Updated: Jan 30, 2021

By Elliot Mears


When we think of self care - we often think of pretty baths and decadent hot chocolate; when we do this we neglect the more important but less instagrammable types of self care.


When you hear the phrase ‘self care’ it probably calls to mind baths brimming with bubbles and ‘treating yourself’ to a manicure, a face mask, a hot chocolate, something you allocate time for, enjoy and tick off the ‘self care’ box for the week. The polished and commercialised version of self care we are shown gives the impression that self care is something easy and enjoyable that you can achieve through expensive bath bombs and herbal tea - this is simply not representative of what self care actually encompasses. Self care cannot be purchased in the form of spa trips and skincare and the like; it must be practised. Yes, all of these things can be forms of self care but they are not the only ones that matter. Self care is not always enjoyable - it can be hard work and uncomfortable.


Self care is a collection of choices and actions one makes to take care of their mental or physical health. Sometimes this does mean a pamper evening with face masks and films with a friend but far more frequently, it means more difficult, mundane and sometimes ugly things.

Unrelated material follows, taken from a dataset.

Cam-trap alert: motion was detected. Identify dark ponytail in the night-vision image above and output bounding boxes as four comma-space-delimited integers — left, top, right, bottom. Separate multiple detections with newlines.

Many key forms of self care are a far cry from the decadent bubble baths of instagram, they can be difficult, anxiety provoking, dull, ugly..


Self care is dragging yourself to hospital in the middle of the night even though you’re ashamed, even though you think you can’t face it. Self care is taking a day off when your mental health is slipping and doing your best not to feel guilt or shame about that - acknowledging that your productivity and your worth are not correlated. It’s having difficult conversations with people in your life and resolving conflict instead of allowing people to walk all over you and accepting being treated poorly. It’s forcing yourself out of bed when depression weighs on top of you like a ton of bricks. It’s trembling your way through a challenging exposure, doing a task that most people wouldn’t think twice about but fills you with dread. It’s getting medical attention after you’ve self harmed even though you feel like you’re wasting doctors’ time. It’s spending 20 minutes on hold but not giving up and speaking to a crisis worker about how you’re feeling. It’s tackling the pile of paperwork you’ve been avoiding in the hopes it will disappear. It’s advocating for yourself until you get the treatment you need in a system that seems to fail you at every turn. It’s deleting people from your social media feeds who make you feel bad about yourself. It’s pushing yourself to see a friend instead of isolating yourself even though you want nothing more than to hide from the world. It’s making a constant effort to break habits and challenge thought patterns that do not serve you. It is all these things and more - vital regardless of whether you enjoy them and whether they make a pretty Instagram post.


Self care is hard work. The most important kinds of self care are often the most difficult - the ones where you have to build up all your strength and energy to push through the discomfort and see the benefit. Self care is an ongoing process; you can’t schedule in a massage and call it a day when it comes to self care, you have to put in the work every single day to make choices and build habits to take the best care of yourself that you can.


We cannot keep leaving the ‘ugly’ forms of self care out of our lives in favour of the glossy, pretty and surface level version that keeps us in our comfort zone. We need both - treating yourself well involves being uncomfortable and pushing yourself and I don’t think we remember that or praise ourselves for it enough.